CHP'li Tezcan para transferine ilişkin dekontları gösterdi
CHP Parti Sözcüsü Bülent Tezcan Erdoğan'ın yakınlarının para transferi iddialarıyla ilgili konuştu, orijinal olduğu belirtilen dekontları gösterdi.
CHP Sözcüsü Bülent Tezcan, Cumhurbaşkanı Erdoğan’ın yakınlarının vergi cenneti Man Adası’na milyonlarca dolar aktardığı iddiasıyla ilgili açıklama yaptı. Tezcan, para transferine ait orijinal olduğunu belirttiği dekont ve belgeleri gösterdi.
Tezcan'ın açıklaması şöyle:
'PARMAK HESABI VİCDAN HESABINI YENDİ'
"Açtırma kutuyu söyletme kötüyü derler. Mübarek cuma günü, bize kutuyu açtıracaklar.
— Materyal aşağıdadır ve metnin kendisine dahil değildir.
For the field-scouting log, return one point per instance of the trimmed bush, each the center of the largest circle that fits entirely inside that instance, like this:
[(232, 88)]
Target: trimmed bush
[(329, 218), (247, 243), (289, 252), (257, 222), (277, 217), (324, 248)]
Biz, TBMM bu konuyu görüşsün dedik ama hakim irade bu konunun görüşülmesinden anlaşılan o ki rahatsız. Biz kutuyu açtık, bundan sonraki artık kutunun içinden çıkanlardan kimin rahatsız olacağı ile ilgili. Kemal Kılıçdaroğlu grup toplantısında bir para trafiğini belgelerle açıkladı. Bellway diye bir şirket var Man Adası'nda kurulmuş, naylon şirket. Bunu unutmayın naylon şirket. Çünkü 1 sterlin sermayeli bir şirket. Türk parasıyla söylüyorum şirketin sermayesi 5 lira. 5 lira sizi buradan havaalanına götürmez. Peki bu şirketin diğer tarafında Cumhurbaşkanı Erdoğan'ın akrabaları var. Başkanımız salı günü bunu açıkladı, biz de konuyla ilgili önerge verdik; araştırılsın diye. Ama talebimiz AK Partili vekillerin oyuyla reddedildi. Dün TBMM'de parmak hesabı vicdan hesabını yendi.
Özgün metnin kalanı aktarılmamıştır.